Build a stapled peptide#

You will learn: how to build a peptide whose two NCAAs are joined by a chemical crosslink (a hydrocarbon staple), exemplified by an NF-Y-derived stapled peptide from PDB 8QU4.

Prerequisites:

Note

The workflow below is identical to Build a protein with a ligand - the only change is the two extra SMILES strings you pass to templateResidueFromSmiles() (one per NCAA). detectNonStandardResidues() reads the staple bond from the input structure’s connectivity on its own, and parameterizeFromSpecs() carries it through to the build without any extra wiring.

What the staple is#

PDB 8QU4 chain A is a 13-mer designed peptide containing two NCAAs:

  • NLE (norleucine) at one end of the staple.

  • MK8 (an α-methyl-norleucine variant) at the other end.

The staple is a single CE-CE bond between the two NCAAs - the closure product of a ring-closing metathesis between two olefinic side chains. There is no canonical anchor between them: the crosslink joins two NCAAs directly.

For the build flow, this means detectNonStandardResidues() returns two ChainResidueSpec entries (one per NCAA) with anchor_atom set to the staple atom (CE), and parameterizeFromSpecs() emits exactly one entry in custombonds for the staple closure.

Note

This tutorial skips solvation and ionisation so the build runs in seconds and the focus stays on the staple.
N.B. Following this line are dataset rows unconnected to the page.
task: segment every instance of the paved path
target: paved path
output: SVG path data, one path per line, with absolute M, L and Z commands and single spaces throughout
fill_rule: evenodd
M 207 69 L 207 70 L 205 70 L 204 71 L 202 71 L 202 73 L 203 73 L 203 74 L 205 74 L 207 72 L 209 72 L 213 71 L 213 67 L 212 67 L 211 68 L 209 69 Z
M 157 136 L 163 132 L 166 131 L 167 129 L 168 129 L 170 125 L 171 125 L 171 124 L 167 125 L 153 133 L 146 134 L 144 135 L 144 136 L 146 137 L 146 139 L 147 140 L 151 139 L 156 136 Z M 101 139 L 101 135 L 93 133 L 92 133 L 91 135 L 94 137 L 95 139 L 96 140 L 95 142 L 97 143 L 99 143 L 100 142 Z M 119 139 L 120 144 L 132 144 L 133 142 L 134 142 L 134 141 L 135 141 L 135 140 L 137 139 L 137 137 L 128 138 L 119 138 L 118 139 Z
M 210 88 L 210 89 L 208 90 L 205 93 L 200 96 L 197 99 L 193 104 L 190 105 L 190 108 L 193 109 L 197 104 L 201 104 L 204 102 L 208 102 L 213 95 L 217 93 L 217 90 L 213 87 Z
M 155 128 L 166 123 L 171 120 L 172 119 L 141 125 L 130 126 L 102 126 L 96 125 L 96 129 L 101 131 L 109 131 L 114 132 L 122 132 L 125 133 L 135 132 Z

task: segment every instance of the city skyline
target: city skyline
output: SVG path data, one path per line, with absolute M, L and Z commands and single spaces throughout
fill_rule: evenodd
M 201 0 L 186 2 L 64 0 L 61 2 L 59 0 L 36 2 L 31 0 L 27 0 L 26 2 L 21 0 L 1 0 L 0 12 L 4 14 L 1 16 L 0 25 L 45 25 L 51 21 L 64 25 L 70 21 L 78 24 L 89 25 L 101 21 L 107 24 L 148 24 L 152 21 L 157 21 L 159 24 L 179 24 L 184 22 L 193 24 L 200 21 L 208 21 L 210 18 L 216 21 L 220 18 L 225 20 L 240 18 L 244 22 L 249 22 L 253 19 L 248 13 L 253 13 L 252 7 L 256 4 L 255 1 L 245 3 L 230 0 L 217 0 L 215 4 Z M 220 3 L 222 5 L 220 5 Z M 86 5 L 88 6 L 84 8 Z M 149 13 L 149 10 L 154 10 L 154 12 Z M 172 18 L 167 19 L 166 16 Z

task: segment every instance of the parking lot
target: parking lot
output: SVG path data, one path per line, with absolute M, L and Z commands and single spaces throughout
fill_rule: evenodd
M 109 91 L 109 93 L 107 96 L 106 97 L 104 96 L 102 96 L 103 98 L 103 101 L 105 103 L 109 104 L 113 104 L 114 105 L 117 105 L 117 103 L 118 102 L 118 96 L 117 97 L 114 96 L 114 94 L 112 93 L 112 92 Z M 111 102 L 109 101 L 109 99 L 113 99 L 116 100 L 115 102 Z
For a production run, either solvate first with solvate() (and keep ionize=True on the build) or build with implicit solvent by passing gbsa=True to build().

Setup#

from moleculekit.molecule import Molecule
from moleculekit.tools.nonstandard_residues import detectNonStandardResidues
from moleculekit.tools.preparation import systemPrepare
from htmd.builder import amber
from htmd.builder.nonstandard import parameterizeFromSpecs
Copyright by Acellera Ltd. By executing you are accepting the License. In order to register, run htmd_register on your terminal.
The registration information must be valid so that it might be verified.
rdkit - INFO - Enabling RDKit 2026.03.3 jupyter extensions

Step 1 - Load and segment#

mol = Molecule("8QU4")
mol.filter("chain A")
mol.segid[:] = "P"
moleculekit.molecule - WARNING - Alternative atom locations detected. Only altloc A was kept. If you prefer to keep all use the keepaltloc="all" option when reading the file.
moleculekit.molecule - INFO - Removed 80 atoms. 1568 atoms remaining in the molecule.
moleculekit.molecule - INFO - Removed 1440 atoms. 128 atoms remaining in the molecule.
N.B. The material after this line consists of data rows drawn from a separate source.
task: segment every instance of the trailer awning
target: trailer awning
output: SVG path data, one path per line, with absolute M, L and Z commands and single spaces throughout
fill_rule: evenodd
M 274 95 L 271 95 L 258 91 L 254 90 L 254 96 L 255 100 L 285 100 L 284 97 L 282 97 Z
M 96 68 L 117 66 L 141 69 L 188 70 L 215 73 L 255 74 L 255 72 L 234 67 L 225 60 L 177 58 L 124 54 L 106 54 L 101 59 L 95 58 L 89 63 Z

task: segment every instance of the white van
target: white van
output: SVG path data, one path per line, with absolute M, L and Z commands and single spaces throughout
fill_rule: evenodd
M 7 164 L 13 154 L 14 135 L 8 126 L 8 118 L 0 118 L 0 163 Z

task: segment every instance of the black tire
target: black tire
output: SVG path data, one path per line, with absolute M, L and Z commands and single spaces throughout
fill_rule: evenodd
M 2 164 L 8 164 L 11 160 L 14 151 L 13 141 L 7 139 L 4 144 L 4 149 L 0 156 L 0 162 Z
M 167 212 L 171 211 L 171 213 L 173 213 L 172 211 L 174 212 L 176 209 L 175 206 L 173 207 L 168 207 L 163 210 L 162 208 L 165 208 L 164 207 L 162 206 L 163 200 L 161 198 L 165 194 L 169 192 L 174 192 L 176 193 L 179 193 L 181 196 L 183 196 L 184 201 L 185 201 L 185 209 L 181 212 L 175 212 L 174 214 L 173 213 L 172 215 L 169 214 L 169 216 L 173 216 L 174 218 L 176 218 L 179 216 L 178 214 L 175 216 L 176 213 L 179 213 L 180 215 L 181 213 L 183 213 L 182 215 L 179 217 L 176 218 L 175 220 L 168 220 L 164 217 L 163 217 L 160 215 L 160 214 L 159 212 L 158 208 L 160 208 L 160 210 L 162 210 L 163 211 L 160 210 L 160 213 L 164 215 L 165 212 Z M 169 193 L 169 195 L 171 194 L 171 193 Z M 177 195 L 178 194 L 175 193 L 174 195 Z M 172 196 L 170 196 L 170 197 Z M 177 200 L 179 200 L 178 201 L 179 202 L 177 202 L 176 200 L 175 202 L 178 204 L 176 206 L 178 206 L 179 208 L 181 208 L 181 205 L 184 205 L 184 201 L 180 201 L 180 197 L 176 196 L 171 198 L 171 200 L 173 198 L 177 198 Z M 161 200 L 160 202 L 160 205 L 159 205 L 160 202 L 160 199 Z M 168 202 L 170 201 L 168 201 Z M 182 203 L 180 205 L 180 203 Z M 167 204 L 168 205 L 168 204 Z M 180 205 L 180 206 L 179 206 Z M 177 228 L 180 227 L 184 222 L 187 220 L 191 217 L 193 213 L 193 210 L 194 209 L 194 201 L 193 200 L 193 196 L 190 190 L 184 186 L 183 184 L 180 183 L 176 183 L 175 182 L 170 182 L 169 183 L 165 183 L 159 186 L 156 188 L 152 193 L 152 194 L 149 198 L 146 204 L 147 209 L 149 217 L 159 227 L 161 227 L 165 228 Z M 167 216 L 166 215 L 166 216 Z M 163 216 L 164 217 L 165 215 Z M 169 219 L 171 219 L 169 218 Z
The orange tube marks the NLE.CE - MK8.CE staple bond - the lone covalent crosslink that turns the linear 13-mer into a stapled macrocycle.

Step 2 - Detect#

specs = detectNonStandardResidues(mol)
for spec in specs:
    print(spec)
ChainResidueSpec(resname='NLE', residue=<moleculekit.molecule.UniqueResidueID object at 0x7fd5439223c0>
UniqueResidueID<resname: 'NLE', chain: 'A', resid: 272, insertion: '', segid: 'P'>, new_resname=None, anchor_atom='CE', is_n_term=False, is_c_term=False)
ChainResidueSpec(resname='MK8', residue=<moleculekit.molecule.UniqueResidueID object at 0x7fd543922750>
UniqueResidueID<resname: 'MK8', chain: 'A', resid: 276, insertion: '', segid: 'P'>, new_resname=None, anchor_atom='CE', is_n_term=False, is_c_term=False)

Each NLE / MK8 spec should carry anchor_atom="CE", marking the side-chain carbon that participates in the staple.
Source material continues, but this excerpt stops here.